Measurement properties of the OARSI core set of performance-based measures for hip osteoarthritis: a prospective cohort study on reliability, construct validity and responsiveness in 90 hip osteoarthritis patientsJaap J Tolk, Rob P A Janssen, C (Sanna) A C Prinsen, M (Marieke) C van der Steen, Sita M A Bierma Zeinstra & Max Reijman
Background and purpose — Improvement of physical function is one of the main treatment goals in severe hip osteoarthritis (OA) patients. The Osteoarthritis Research Society International (OARSI) has identified a core set of performance-based tests to assess the construct physical function: 30-s chair stand test (30-s CST), 4×10-meter fast-paced walk test (40 m FPWT), and a stair-climb test. Despite this recommendation, available evidence on the measurement properties is limited. We evaluated the reliability, validity, and responsiveness of these performance-based measures in patients with hip OA scheduled for total hip arthroplasty (THA).
Patients and methods — Baseline and 12-month follow-up measurements were prospectively obtained in 90 end-stage hip OA patients who underwent THA. As there is no gold standard for comparison, the hypothesis testing method was used for construct validity and responsiveness analysis. A test can be assumed valid if ≥75% of predefined hypotheses are confirmed. A subgroup (n = 30) underwent test–retest measurements for reliability analysis. The Oxford Hip Score, Hip injury and Osteoarthritis Outcome Score—Physical Function Short Form, pain during activity score, and muscle strength were used as comparator instruments.

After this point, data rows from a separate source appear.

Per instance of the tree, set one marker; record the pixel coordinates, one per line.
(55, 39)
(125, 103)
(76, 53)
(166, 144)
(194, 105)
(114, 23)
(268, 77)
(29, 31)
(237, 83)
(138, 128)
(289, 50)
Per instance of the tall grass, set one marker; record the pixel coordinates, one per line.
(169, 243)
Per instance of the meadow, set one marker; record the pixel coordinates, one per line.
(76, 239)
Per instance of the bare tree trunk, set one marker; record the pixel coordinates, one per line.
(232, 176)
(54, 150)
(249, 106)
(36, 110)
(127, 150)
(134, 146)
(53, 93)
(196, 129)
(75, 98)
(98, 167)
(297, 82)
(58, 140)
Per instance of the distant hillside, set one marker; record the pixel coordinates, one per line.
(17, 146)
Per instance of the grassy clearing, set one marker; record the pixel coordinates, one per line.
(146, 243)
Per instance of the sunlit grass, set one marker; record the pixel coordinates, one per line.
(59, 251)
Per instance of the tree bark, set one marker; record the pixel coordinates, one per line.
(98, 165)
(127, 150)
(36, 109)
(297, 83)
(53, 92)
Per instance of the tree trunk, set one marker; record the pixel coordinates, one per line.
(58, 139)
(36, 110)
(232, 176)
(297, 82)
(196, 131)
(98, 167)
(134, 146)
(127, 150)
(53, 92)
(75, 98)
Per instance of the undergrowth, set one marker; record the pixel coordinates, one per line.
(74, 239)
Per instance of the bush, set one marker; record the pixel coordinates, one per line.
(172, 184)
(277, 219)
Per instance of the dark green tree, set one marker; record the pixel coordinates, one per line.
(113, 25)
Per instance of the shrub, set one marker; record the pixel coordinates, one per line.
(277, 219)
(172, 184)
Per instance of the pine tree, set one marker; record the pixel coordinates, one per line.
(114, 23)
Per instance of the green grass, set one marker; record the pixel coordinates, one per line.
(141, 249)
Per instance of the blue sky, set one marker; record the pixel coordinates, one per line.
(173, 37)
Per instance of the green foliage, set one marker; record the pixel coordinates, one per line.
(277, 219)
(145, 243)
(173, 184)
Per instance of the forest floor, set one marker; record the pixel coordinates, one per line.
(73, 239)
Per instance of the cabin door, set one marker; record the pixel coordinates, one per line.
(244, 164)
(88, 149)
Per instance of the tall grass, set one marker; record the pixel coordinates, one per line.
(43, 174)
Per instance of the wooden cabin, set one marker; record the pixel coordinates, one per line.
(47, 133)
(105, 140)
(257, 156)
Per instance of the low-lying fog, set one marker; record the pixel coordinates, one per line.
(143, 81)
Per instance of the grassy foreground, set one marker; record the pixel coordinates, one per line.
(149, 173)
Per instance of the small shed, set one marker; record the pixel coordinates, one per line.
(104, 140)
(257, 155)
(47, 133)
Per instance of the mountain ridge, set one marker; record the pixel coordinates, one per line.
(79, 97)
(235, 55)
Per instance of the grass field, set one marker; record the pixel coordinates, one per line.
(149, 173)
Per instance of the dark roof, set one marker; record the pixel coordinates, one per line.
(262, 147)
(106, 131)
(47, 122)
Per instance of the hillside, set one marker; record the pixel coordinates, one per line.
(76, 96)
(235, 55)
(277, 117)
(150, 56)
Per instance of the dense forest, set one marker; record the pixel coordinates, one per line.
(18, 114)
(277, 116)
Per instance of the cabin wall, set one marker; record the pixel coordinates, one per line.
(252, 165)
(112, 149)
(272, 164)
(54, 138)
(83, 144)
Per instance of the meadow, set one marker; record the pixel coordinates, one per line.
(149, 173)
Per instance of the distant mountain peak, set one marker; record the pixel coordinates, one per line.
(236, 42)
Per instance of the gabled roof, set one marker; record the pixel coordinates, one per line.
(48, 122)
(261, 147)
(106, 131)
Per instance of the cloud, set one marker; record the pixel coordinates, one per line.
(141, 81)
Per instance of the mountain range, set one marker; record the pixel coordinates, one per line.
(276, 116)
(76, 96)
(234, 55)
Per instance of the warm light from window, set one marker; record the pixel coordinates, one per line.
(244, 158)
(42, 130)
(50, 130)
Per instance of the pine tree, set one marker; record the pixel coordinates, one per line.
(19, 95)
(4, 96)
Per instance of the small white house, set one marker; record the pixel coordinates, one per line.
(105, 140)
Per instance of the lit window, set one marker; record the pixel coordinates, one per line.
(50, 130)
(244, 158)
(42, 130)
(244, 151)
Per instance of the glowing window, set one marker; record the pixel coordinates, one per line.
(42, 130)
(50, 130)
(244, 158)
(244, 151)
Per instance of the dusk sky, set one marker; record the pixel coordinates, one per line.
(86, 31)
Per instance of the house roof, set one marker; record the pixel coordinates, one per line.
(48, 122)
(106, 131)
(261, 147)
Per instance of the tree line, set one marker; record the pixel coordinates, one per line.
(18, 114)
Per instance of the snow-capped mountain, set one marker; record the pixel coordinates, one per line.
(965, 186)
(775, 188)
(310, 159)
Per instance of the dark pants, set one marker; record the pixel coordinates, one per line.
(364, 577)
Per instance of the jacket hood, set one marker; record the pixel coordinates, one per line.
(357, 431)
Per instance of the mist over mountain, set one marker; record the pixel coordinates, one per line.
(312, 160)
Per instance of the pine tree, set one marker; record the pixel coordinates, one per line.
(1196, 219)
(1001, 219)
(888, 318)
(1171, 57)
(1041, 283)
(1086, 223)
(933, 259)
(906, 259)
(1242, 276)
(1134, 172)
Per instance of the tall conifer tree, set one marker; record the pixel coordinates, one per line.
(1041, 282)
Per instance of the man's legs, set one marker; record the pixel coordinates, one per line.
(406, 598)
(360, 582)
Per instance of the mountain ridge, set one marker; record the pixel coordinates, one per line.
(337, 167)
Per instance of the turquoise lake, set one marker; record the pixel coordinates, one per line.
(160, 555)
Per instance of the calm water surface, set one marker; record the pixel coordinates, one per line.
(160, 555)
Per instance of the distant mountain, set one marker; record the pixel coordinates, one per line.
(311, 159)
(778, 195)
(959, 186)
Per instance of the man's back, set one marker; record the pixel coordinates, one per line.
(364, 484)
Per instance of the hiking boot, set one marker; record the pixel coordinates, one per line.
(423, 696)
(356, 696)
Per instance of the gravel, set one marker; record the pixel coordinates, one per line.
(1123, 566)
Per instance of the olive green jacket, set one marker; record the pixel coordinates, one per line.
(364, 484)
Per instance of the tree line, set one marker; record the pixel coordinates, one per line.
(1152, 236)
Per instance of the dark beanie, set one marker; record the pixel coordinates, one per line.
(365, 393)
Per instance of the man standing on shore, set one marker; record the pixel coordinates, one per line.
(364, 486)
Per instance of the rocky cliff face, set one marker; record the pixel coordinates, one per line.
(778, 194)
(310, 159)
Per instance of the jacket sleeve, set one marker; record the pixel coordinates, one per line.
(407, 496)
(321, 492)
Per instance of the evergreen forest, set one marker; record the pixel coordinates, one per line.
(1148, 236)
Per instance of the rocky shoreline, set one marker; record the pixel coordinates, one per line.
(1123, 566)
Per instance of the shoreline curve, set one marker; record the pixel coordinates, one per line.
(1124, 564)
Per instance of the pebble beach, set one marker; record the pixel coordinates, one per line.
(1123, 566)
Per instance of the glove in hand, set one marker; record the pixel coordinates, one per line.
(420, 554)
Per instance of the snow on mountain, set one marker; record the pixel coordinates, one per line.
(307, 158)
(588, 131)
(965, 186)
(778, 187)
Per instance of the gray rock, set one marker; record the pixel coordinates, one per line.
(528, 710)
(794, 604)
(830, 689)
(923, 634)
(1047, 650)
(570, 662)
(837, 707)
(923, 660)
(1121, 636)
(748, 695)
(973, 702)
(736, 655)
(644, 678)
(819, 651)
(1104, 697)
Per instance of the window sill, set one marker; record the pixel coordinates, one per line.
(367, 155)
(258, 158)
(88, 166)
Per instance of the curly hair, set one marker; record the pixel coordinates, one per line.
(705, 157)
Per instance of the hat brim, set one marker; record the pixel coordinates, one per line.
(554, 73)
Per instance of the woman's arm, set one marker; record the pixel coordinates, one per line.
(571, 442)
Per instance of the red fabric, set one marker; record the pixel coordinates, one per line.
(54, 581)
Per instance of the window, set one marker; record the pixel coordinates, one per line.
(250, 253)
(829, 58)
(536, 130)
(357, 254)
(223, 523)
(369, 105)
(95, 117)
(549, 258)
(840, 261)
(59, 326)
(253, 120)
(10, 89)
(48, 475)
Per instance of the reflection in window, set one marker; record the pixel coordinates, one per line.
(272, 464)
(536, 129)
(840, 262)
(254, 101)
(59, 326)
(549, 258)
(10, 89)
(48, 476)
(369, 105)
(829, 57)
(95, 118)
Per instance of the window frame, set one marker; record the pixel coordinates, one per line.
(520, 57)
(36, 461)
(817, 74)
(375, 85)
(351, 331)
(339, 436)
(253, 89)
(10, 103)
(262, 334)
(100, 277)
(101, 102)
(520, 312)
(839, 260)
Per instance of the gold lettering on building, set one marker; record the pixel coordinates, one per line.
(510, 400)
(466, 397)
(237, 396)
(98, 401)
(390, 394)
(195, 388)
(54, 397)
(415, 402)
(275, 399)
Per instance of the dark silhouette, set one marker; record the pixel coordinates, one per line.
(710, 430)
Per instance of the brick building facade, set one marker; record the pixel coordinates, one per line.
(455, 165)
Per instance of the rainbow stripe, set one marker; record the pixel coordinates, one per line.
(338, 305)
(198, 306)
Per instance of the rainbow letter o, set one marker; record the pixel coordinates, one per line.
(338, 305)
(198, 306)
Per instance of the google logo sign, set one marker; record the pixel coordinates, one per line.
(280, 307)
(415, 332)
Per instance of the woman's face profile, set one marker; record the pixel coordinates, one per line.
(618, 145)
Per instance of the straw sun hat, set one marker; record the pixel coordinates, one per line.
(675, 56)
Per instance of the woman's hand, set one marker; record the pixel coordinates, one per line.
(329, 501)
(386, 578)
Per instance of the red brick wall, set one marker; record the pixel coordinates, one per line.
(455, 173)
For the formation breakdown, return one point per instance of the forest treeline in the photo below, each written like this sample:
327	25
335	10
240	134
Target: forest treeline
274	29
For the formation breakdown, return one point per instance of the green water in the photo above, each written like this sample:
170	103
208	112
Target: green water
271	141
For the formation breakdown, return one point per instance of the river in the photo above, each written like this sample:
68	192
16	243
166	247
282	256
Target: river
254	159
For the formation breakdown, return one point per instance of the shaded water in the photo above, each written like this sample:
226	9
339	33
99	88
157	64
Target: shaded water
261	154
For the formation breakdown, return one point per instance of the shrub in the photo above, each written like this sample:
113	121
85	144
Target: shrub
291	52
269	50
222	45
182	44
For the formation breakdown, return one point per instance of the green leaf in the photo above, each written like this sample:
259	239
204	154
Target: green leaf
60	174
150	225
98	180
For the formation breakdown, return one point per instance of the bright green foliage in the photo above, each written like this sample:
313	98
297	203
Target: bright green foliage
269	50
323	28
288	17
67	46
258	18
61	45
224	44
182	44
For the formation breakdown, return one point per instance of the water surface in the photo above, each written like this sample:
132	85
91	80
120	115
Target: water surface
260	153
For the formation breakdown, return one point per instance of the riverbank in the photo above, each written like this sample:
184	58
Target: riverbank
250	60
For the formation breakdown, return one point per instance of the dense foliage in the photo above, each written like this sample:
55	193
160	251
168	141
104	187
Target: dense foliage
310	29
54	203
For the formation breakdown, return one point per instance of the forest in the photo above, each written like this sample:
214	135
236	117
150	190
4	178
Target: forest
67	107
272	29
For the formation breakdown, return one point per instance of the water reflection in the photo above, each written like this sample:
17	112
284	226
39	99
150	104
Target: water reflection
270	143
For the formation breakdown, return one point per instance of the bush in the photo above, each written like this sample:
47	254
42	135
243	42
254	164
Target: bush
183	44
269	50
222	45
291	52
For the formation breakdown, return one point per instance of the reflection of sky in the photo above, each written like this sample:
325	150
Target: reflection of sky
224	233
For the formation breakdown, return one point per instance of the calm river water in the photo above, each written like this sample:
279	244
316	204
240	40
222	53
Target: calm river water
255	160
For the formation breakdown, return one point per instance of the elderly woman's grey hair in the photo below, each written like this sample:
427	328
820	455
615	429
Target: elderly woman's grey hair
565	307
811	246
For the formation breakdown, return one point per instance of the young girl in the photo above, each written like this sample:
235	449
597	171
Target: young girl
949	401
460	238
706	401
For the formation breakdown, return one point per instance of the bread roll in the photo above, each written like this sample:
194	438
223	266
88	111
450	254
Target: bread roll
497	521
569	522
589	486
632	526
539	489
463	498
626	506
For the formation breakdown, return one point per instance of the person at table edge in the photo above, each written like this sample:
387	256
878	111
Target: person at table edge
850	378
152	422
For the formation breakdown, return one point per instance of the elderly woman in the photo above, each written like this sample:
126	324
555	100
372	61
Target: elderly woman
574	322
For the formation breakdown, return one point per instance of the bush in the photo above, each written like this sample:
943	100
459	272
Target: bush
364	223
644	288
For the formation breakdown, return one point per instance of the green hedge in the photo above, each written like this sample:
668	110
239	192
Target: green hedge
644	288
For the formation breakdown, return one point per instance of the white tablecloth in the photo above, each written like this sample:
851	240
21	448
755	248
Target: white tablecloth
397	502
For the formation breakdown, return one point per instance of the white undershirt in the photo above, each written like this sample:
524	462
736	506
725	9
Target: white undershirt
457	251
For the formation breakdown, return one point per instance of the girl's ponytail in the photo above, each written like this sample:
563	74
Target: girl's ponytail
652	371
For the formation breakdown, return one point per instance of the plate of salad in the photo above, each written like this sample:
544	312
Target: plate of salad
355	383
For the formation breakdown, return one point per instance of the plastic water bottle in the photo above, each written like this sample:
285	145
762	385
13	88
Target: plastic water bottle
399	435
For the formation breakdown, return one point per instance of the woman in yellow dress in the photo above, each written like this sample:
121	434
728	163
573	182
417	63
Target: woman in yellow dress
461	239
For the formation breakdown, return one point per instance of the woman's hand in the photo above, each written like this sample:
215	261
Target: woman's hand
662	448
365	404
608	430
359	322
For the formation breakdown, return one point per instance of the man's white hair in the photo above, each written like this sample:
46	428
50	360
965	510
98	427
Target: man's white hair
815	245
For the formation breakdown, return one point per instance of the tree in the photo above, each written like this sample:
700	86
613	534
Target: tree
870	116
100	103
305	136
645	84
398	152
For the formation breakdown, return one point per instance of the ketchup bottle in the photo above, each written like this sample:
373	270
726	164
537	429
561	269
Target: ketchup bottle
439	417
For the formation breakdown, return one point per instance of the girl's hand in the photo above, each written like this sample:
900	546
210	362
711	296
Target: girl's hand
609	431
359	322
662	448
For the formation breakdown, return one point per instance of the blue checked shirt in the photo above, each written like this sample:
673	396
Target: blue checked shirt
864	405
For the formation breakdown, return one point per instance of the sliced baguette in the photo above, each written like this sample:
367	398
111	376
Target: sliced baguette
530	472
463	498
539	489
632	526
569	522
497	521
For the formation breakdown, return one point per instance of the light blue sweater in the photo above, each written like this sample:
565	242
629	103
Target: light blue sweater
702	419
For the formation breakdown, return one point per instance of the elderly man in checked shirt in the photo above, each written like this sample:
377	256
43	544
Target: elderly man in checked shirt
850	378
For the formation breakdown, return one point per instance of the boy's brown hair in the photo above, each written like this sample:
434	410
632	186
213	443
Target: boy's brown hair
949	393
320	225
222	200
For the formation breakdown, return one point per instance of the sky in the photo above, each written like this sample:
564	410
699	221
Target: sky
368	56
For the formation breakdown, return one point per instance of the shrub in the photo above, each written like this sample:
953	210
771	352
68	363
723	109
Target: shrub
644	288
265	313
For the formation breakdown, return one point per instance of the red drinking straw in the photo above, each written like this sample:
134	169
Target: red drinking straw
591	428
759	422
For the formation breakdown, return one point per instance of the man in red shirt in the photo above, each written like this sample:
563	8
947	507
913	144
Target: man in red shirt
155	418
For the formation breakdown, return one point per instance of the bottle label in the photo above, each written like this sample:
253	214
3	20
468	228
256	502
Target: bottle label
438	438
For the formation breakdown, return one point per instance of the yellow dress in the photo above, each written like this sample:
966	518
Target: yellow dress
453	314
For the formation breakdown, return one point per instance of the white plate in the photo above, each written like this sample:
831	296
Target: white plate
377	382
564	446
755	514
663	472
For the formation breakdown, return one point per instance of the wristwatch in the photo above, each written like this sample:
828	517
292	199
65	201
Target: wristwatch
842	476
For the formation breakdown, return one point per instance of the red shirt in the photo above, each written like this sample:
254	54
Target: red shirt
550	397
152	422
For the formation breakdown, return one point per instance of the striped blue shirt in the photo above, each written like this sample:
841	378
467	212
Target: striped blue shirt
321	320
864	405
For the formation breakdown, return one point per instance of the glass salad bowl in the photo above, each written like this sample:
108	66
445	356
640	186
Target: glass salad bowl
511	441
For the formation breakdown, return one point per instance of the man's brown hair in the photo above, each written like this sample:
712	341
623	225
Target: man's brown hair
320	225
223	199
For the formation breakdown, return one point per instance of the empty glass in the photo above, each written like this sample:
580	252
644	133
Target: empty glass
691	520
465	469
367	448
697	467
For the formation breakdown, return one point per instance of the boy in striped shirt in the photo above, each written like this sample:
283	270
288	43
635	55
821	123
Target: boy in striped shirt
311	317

Results — Test–retest reliability was appropriate; intraclass correlation coefficient values exceeded 0.70 for all 3 tests. None of the performance-based measures reached 75% hypothesis confirmation for the construct validity or responsiveness analysis.
Interpretation — The performance-based tests have good reliability in the assessment of physical function. Construct validity and responsiveness, using patient-reported measures and muscle strength as comparator instruments, could not be confirmed. Therefore, our findings do not justify their use for clinical practice.